Excerpts from what Richard Pyle wrote and responses:
I'm not saying this ever will happen, or even should happen. But we've developed the data model such that it *could* happen, if it turns out to be a useful mechanism for mapping specimens to published taxon concepts.
As so often is the case, I think the problem here boils down to identifiers and the metadata that we associate with them.
Absolutely!!! This is often not intuitive stuff, so the trickey part is getting people to apply identifiers and cross-link them in an appropriate and consistent way.
As a person who isn't really sure if he believes in RDF (and the co-convener of the RDF Task Group) and as a person who finds this whole conversation more annoying than about anything else he can think of (but who is actually trying to walk this walk with his metadata), I'm saying that we are there. HTTP URIs are not THE way to create identifiers but they are A way to create identifiers that demonstrably work. RDF is not THE way to cross link identifiers but they are A way to cross link identifiers. History is full of examples where a way of doing things that wasn't the best won out because it was there when needed. (I'm thinking typewriter keyboard.)
Let's say in the real-life example above, somebody (we can say GNUB) assigns a persistent identifier (perhaps a URI constructed from an opaque UUID) to "Juncus diffusissimus Buckl. sec
L. Urbatsch 2009".
We could say with an rdf:type statement that the resource identified by the URI is a TNU. We can give that resource a tc:hasName property linking it to the name which is represented by the string "Juncus diffusissimus Buckl.". (I'm not sure what property we use to say that L. Urbatch made the
assertion).
I'm not sure how you would do it in RDF, but if it's any help the relevant DwC term is taxon:nameAccordingToID.
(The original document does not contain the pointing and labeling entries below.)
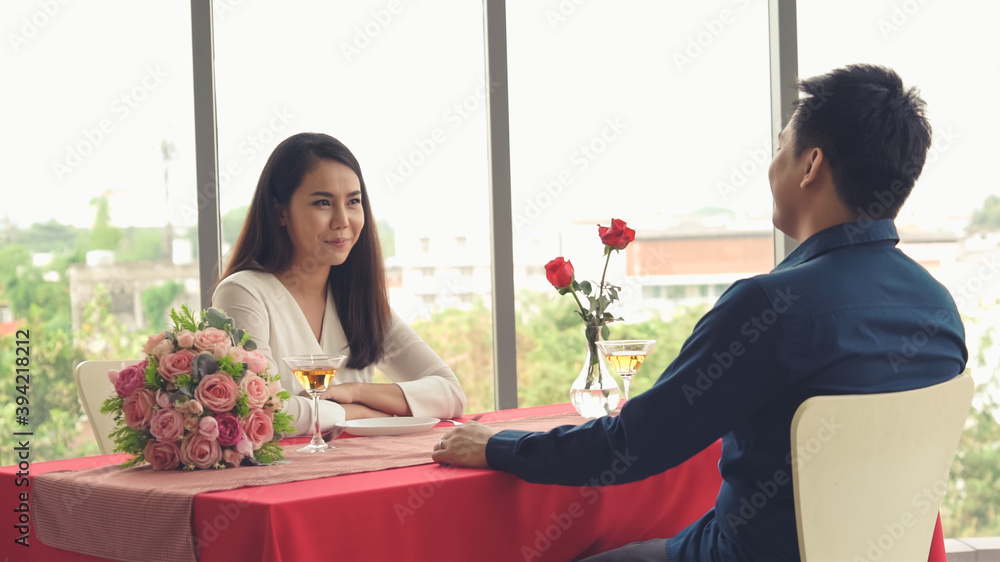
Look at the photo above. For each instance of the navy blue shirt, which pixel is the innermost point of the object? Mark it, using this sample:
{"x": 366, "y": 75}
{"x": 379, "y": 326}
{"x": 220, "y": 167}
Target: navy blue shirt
{"x": 845, "y": 313}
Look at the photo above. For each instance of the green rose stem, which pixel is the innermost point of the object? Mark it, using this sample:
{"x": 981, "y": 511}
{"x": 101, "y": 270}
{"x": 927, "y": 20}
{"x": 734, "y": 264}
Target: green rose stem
{"x": 593, "y": 322}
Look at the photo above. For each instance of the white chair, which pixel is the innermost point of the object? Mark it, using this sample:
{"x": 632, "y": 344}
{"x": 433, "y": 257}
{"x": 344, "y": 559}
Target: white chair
{"x": 94, "y": 387}
{"x": 869, "y": 471}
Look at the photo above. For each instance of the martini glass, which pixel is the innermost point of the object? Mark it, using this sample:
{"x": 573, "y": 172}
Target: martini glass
{"x": 626, "y": 356}
{"x": 314, "y": 373}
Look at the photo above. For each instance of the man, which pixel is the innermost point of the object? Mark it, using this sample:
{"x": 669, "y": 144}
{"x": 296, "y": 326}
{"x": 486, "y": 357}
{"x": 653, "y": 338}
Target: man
{"x": 837, "y": 316}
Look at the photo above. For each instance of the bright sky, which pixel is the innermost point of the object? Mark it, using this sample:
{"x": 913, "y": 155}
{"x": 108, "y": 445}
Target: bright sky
{"x": 636, "y": 109}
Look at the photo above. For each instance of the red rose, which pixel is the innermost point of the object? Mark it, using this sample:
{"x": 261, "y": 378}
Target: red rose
{"x": 559, "y": 272}
{"x": 617, "y": 236}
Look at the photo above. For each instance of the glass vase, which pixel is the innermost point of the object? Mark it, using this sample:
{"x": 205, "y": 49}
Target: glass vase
{"x": 594, "y": 392}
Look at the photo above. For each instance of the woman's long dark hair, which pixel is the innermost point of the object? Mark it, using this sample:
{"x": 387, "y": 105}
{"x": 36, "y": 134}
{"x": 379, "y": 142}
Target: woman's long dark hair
{"x": 357, "y": 285}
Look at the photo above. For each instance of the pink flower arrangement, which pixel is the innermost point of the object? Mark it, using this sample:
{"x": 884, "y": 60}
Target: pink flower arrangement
{"x": 202, "y": 398}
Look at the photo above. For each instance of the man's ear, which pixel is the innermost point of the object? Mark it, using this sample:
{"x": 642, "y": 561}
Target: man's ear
{"x": 281, "y": 212}
{"x": 813, "y": 162}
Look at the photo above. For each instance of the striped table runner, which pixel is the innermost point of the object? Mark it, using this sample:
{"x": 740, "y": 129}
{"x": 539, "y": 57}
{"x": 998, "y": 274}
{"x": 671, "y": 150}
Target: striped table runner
{"x": 142, "y": 514}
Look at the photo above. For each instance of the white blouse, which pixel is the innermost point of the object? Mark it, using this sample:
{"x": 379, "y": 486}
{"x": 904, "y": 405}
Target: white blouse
{"x": 261, "y": 305}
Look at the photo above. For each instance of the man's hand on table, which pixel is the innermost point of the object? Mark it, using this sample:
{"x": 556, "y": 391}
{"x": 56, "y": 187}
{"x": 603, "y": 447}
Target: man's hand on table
{"x": 465, "y": 446}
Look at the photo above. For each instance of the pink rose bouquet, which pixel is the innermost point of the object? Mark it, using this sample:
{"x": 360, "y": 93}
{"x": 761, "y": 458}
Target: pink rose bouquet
{"x": 202, "y": 398}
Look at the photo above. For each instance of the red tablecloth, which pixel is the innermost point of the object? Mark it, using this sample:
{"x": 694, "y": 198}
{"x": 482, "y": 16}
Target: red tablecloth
{"x": 423, "y": 512}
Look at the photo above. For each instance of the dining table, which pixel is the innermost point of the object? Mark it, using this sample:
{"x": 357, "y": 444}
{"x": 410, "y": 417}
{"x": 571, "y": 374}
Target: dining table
{"x": 423, "y": 511}
{"x": 420, "y": 512}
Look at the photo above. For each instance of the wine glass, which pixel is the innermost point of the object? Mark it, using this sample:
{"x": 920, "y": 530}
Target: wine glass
{"x": 314, "y": 373}
{"x": 626, "y": 356}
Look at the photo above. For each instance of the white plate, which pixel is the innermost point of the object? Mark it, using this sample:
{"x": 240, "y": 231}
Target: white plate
{"x": 388, "y": 426}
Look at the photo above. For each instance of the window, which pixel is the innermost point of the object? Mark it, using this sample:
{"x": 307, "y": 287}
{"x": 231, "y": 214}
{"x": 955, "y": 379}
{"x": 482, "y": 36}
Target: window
{"x": 358, "y": 71}
{"x": 98, "y": 174}
{"x": 620, "y": 128}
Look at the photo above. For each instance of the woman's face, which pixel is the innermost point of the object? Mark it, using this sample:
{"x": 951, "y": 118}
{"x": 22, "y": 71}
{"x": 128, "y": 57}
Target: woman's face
{"x": 324, "y": 217}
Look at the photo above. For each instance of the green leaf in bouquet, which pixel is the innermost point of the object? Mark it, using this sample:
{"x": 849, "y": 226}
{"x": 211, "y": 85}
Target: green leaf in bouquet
{"x": 113, "y": 405}
{"x": 128, "y": 440}
{"x": 269, "y": 452}
{"x": 242, "y": 407}
{"x": 231, "y": 367}
{"x": 216, "y": 318}
{"x": 183, "y": 320}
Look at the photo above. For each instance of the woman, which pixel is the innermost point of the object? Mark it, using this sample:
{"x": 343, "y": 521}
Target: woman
{"x": 306, "y": 277}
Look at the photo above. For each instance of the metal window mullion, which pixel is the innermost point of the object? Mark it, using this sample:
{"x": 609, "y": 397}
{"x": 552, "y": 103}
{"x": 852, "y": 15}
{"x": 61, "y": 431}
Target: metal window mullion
{"x": 784, "y": 54}
{"x": 206, "y": 148}
{"x": 501, "y": 225}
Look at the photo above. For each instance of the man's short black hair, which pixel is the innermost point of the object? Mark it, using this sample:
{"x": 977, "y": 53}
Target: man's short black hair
{"x": 872, "y": 131}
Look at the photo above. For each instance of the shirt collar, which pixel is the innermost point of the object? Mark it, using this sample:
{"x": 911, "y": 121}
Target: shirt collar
{"x": 846, "y": 234}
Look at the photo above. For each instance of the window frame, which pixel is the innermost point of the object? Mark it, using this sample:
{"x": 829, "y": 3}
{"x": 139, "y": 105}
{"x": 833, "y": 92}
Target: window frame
{"x": 784, "y": 69}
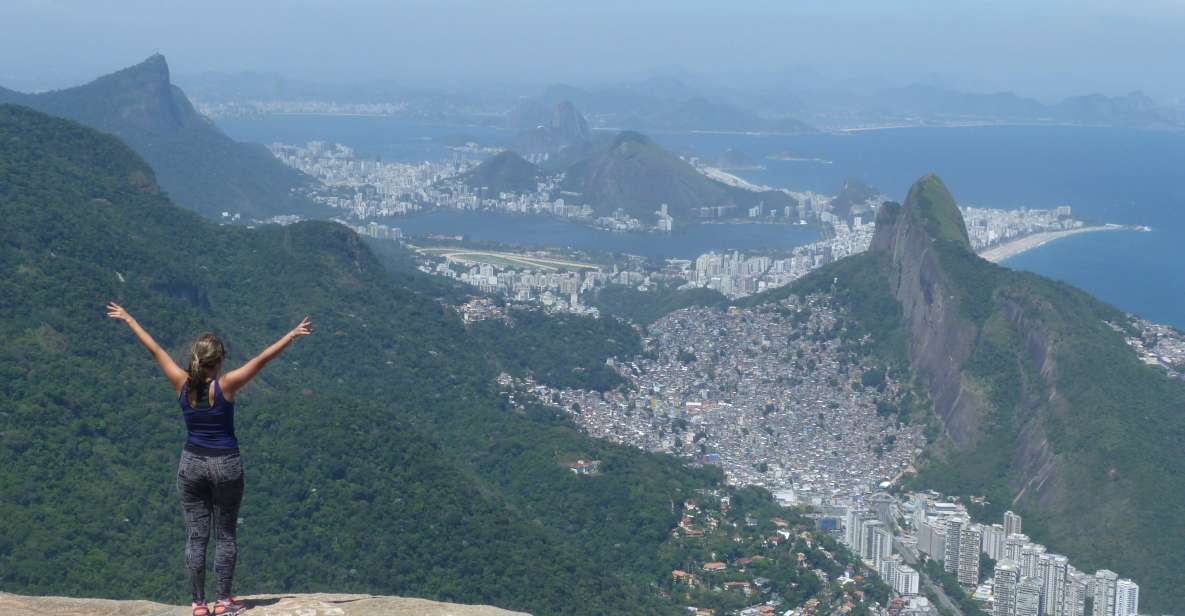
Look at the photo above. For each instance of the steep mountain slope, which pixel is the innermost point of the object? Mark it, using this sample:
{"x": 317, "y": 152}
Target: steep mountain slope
{"x": 634, "y": 173}
{"x": 197, "y": 164}
{"x": 379, "y": 456}
{"x": 1042, "y": 406}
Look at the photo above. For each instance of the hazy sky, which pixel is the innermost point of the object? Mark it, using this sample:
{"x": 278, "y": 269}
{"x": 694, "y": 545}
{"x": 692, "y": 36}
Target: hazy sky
{"x": 1039, "y": 47}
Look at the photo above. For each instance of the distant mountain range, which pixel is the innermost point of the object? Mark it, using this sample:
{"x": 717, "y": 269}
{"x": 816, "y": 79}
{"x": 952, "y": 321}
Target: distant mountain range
{"x": 612, "y": 171}
{"x": 197, "y": 164}
{"x": 668, "y": 106}
{"x": 927, "y": 104}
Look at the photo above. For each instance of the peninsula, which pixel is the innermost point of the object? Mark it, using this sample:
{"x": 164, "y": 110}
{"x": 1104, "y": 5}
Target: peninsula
{"x": 1007, "y": 250}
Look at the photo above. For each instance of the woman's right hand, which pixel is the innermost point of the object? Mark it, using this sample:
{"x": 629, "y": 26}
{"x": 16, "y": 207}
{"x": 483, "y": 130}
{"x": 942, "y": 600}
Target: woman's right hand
{"x": 116, "y": 312}
{"x": 303, "y": 328}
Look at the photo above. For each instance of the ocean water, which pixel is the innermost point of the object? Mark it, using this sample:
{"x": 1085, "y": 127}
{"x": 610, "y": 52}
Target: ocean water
{"x": 1105, "y": 174}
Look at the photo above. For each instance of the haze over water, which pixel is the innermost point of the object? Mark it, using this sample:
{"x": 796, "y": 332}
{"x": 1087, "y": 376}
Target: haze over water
{"x": 1106, "y": 174}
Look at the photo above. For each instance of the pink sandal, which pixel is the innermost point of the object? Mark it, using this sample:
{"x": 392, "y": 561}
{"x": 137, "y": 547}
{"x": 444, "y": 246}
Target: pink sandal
{"x": 229, "y": 607}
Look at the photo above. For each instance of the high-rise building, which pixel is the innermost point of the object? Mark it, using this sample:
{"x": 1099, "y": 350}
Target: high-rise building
{"x": 968, "y": 556}
{"x": 993, "y": 541}
{"x": 1013, "y": 544}
{"x": 1105, "y": 592}
{"x": 881, "y": 545}
{"x": 1030, "y": 554}
{"x": 1051, "y": 569}
{"x": 1007, "y": 576}
{"x": 953, "y": 530}
{"x": 1011, "y": 524}
{"x": 1027, "y": 597}
{"x": 1075, "y": 603}
{"x": 1127, "y": 597}
{"x": 907, "y": 581}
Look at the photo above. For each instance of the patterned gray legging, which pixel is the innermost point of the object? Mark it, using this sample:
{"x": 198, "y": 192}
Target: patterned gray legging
{"x": 211, "y": 488}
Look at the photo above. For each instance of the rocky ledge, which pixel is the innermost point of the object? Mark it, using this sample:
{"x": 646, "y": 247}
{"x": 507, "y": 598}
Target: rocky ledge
{"x": 289, "y": 604}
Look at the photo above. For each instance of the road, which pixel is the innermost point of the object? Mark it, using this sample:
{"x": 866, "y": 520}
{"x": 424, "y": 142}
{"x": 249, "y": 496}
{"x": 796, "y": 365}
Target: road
{"x": 910, "y": 557}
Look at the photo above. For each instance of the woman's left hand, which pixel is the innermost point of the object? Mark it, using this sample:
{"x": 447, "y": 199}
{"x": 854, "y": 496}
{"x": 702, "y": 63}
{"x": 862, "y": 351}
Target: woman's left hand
{"x": 116, "y": 312}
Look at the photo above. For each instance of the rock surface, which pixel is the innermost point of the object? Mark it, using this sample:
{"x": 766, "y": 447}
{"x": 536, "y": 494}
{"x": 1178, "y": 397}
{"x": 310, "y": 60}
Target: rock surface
{"x": 289, "y": 604}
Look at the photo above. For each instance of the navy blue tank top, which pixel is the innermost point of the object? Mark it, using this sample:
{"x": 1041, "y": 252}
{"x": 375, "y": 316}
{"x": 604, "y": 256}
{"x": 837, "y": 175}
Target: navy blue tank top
{"x": 210, "y": 430}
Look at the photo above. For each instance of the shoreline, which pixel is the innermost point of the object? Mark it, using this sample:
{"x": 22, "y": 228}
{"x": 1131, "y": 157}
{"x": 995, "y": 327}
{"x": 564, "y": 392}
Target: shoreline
{"x": 1007, "y": 250}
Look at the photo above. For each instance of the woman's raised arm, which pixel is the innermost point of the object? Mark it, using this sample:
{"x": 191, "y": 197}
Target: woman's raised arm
{"x": 173, "y": 372}
{"x": 237, "y": 378}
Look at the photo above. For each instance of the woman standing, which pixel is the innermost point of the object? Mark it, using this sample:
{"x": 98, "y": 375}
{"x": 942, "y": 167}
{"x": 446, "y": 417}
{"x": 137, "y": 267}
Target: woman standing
{"x": 210, "y": 476}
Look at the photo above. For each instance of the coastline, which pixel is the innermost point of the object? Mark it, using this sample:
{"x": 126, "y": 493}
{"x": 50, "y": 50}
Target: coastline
{"x": 1007, "y": 250}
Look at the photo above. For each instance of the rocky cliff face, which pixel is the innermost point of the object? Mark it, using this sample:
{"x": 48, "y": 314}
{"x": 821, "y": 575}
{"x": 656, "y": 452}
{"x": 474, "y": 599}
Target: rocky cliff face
{"x": 959, "y": 310}
{"x": 289, "y": 604}
{"x": 1043, "y": 408}
{"x": 941, "y": 338}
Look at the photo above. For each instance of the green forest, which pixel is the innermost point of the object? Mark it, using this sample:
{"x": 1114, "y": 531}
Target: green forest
{"x": 379, "y": 457}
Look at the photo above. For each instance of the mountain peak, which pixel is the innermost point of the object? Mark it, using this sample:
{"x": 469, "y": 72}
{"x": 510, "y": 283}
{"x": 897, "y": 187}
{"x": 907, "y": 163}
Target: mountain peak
{"x": 928, "y": 205}
{"x": 569, "y": 123}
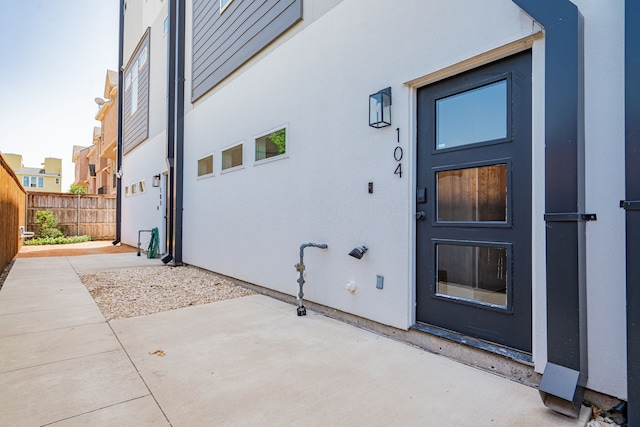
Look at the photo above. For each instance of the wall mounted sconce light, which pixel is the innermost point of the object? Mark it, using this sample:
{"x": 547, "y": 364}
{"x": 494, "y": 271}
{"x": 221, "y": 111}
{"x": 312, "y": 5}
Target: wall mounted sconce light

This is a major part of why I'm interested in this conversation. All of the dwc: "ID" terms are flawed for use in RDF for technical reasons that I've described elsewhere (see http://code.google.com/p/tdwg-rdf/wiki/Beginners4Vocabularies#4.6._The_Darwi... http://code.google.com/p/tdwg-rdf/wiki/DublinCore#1.3.2.4._dcterms:identifie...) and http://code.google.com/p/tdwg-rdf/wiki/DublinCore#2.4._Possible_courses_of_a... if you care about this). I believe that tc:accordingTo would be a fairly exact equivalent to dwc:nameAccordingToID which does not have the subproperty problems the DwC ID terms have in RDF. So the question in my mind (and I think a question posed explicitly earlier in this thread) is whether enough of the technical stuff you want to do with TNUs can be done with the TDWG Taxon Concept ontology which is based on a ratified TDWG standard (TCS).
It's certainly part of the metadata for the TNU itself:
There is a TNU for diffusissimus within the Reference of Buckl. This is the original description of the epithet, so it is also the Protonym for diffusissimus. There is also a TNU for the genus name Juncus as used within the Reference of Buckl. If, in the same publication, Buckl. Also established that genus, then the genus would also be the Protonym TNU. However, the genus Juncus was established by L., so there is another TNU for Juncus that is the protonym (Juncus L.), and the TNU for the usage of Juncus within Buckl. Links to the TNU of Juncus L. (the Protonym).
So, that's three TNUs:
- Juncus L. sec. L. (Protonym for the genus Juncus)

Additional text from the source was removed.